Seafood fraud made the news this week when MKG Provisions, a seafood company in Miami, was sentenced in a U.S. Federal Court for labeling farmed salmon from Chile as a “product of Scotland”. The company will be obliged to pay a USD 50 000 fine.
This case highlights the endemic challenge of falsely and mislabeled seafood. Between 25 and 70 percent of seafood products in Canada are “mislabeled due to counterfeiting somewhere along the supply chain”. We are not an aberration from the norm in this regard: on average, 30 percent of seafood products are mislabeled globally. Why so high? As fish markets have globalized so too have the supply chains for fish products, resulting in a “notoriously opaque” system in which weak governance provides a hospitable environment for seafood fraud.
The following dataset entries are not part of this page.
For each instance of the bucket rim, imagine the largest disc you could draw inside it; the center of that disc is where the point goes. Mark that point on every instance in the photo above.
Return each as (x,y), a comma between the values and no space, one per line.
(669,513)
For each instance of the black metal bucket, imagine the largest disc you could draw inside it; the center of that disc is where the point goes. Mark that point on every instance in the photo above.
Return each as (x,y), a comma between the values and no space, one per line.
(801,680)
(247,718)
Beyond being a consumer rights issue – if you buy salmon you probably want to know that you are receiving salmon – seafood mislabeling poses challenges for sustainability. An important piece of this puzzle is what’s called “illegal, unreported and unregulated fishing” (IUU fishing, for short). IUU fishing is a global governance problem: weak governance systems in some countries, as well as fishing in largely ungoverned international waters, make it exceedingly difficult to regulate sustainable fish stocks.
A recent study estimated the amount of illegal and unreported seafood being produced in 10 top fish producing countries. The good news is that Canada had the lowest proportion of IUU fishing: under 7% of fish caught in Canada is estimated to be illegal or unreported, compared with upwards of one third of total catch in China, Thailand, and Indonesia. The bad news, of course, is that Canada imports a lot of seafood from countries with much worse records. So there is a good chance that the fish you eat is contributing to the depletion of global fish stocks (and maybe even slavery or forced labor).
Eco-labels with traceability standards offer a partial solution to this problem, although seafood mislabeling still happens under such schemes (but it happens a lot less). Of course, private regulation has its limits – accordingly, government-mandated traceability requirements will play an important role as well. For a good summary of traceability standards in the seafood industry, see this report. Finally, better tools are needed. DNA testing has generated research attention since it poses a potential solution to the deficiencies of current traceability best practices. For instance, the MSC published a report on the subject in March.